Weakly supervised semantic segmentation (WSSS) aims to generate high-quality pseudo-labels using only image-level annotations, thereby avoiding the prohibitive cost of pixel-level labeling. Existing methods typically follow a three-stage pipeline: (1) train a classification network to generate initial CAMs; (2) refine the CAMs; (3) generate pseudo-labels to train a segmentation model.

CLIP has been widely adopted in WSSS due to its strong cross-modal semantic understanding and GradCAM-based initial CAM generation, substantially outperforming conventional CNN and ViT approaches. Nevertheless, CLIP-based methods still face two core challenges:

Over-activation of non-target foreground regions: This stems from CLIP's inherent modality gap. Visual features focus on low-level patterns (color, shape), whereas text features encode high-level abstract semantics, leading to semantic misalignment. Existing methods address this only through prompt engineering, without fundamentally bridging the cross-modal representational gap.

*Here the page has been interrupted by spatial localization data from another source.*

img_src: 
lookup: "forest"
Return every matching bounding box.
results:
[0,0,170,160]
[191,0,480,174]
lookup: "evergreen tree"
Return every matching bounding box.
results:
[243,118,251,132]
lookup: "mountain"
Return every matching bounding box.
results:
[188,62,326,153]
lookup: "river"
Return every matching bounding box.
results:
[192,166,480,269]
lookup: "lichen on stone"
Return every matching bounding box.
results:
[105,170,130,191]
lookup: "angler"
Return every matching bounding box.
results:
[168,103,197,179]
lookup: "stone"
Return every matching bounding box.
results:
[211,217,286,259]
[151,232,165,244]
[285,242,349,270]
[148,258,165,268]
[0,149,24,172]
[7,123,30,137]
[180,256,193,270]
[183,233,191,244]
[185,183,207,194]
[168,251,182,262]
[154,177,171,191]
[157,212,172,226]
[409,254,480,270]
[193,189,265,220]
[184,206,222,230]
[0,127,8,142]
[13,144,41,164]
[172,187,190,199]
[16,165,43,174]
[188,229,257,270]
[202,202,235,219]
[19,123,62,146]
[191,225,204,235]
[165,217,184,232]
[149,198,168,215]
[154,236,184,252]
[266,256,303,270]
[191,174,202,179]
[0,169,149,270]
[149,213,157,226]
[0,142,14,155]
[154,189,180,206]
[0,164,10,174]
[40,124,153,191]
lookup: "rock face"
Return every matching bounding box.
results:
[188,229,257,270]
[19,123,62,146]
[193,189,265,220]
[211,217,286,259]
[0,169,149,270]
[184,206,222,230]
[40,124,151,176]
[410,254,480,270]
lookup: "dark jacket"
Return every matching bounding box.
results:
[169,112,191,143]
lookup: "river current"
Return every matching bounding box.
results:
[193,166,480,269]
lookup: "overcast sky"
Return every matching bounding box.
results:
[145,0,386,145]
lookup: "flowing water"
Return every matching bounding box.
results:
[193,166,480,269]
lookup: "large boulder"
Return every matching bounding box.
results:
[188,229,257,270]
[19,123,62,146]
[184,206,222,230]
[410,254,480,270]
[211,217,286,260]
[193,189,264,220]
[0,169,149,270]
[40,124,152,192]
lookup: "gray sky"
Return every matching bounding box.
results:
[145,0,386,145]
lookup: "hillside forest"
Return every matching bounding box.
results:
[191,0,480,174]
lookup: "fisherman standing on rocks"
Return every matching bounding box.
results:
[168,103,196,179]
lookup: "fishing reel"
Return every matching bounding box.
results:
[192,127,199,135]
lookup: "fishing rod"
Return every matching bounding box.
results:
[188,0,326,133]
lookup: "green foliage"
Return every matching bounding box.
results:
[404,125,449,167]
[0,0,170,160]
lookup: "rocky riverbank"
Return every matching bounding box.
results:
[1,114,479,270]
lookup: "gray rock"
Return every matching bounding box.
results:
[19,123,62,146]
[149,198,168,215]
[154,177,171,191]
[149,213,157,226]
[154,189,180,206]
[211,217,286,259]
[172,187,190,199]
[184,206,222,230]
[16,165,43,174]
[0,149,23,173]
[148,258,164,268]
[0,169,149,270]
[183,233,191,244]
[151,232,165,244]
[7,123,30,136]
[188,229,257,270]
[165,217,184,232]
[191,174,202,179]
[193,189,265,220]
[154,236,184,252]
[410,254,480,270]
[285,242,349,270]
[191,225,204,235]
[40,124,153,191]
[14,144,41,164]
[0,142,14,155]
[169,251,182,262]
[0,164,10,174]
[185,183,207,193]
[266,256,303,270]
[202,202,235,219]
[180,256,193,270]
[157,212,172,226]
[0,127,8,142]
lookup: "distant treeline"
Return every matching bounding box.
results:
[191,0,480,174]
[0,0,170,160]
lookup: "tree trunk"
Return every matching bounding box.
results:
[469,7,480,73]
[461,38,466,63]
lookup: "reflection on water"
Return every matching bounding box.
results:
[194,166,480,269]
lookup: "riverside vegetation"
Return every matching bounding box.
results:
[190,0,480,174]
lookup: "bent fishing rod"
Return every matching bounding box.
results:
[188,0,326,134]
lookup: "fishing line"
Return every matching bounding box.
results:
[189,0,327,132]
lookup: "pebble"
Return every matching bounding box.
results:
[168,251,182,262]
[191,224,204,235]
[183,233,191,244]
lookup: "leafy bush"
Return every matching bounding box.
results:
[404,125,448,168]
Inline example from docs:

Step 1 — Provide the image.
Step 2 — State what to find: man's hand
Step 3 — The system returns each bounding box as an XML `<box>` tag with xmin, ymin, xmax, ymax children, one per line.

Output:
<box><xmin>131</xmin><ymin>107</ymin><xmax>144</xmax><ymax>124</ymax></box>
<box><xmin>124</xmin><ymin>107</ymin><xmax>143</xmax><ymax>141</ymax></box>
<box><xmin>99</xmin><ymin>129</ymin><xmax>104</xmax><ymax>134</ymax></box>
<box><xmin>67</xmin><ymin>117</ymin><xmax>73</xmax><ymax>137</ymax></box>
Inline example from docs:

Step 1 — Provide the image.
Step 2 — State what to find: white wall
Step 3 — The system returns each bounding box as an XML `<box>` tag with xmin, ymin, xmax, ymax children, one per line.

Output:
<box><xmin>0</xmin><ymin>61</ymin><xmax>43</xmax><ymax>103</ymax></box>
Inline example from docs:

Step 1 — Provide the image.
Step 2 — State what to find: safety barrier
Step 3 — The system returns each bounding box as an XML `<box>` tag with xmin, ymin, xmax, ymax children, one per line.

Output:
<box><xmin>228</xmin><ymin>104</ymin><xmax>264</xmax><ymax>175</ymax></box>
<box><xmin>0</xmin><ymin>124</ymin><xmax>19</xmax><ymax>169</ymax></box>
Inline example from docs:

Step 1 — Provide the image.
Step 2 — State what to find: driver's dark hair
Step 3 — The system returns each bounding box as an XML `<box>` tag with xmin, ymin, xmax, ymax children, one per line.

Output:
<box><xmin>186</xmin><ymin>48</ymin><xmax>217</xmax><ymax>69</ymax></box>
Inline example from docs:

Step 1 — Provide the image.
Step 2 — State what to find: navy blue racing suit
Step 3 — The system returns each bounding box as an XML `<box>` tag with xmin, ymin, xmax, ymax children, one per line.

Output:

Over-activation of background regions: During feature refinement, anomalously high affinity values between background and target regions produce spurious background responses. Existing approaches rely on multi-stage iterative refinement or affinity matrix constraints, yet remain susceptible to low-level feature interference and global context confusion.

The root causes of these two issues reside at the semantic level and the spatial level, respectively, motivating the authors to design a coordinated dual-dimensional modeling framework.

Method

Overall Architecture

The SSR framework takes image modality \(I\) and text modality \(T\) as inputs, where \(T\) comprises \(K\) foreground categories and \(M\) background categories. The framework consists of two core modules: - Semantic level: Cross-Modal Prototype Alignment (CMPA), which reduces the modality gap via contrastive learning between image and text prototypes. - Spatial level: Superpixel-Guided Correction (SGC), which leverages superpixel spatial priors to filter noise in the affinity matrix.

Key Designs

1. Cross-Modal Prototype Alignment (CMPA)

Core Idea: Establish a contrastive learning mechanism over cross-modal positive and negative pairs to jointly optimize modality alignment and classification boundaries.

Multi-modal prototype construction: For \(N\) image-text pairs, structurally identical but parameter-independent ISA and TSA modules are used to project visual and textual features into a unified space:

\[v_i' = \text{ISA}(v_i), \quad t_i' = \text{TSA}(t_i)\]

GradCAM is then used to generate \(CAM_c\), and masked average pooling (MAP) is applied to compute foreground image and text features:

\[f_{image} = MAP(CAM^c \odot v_i'), \quad f_{text} = t_i'[index]\]

Foreground features collected across all samples are clustered via K-means to obtain image prototypes \(P^I \in \mathbb{R}^{K \times d_2}\) and text prototypes \(P^T \in \mathbb{R}^{K \times d_2}\).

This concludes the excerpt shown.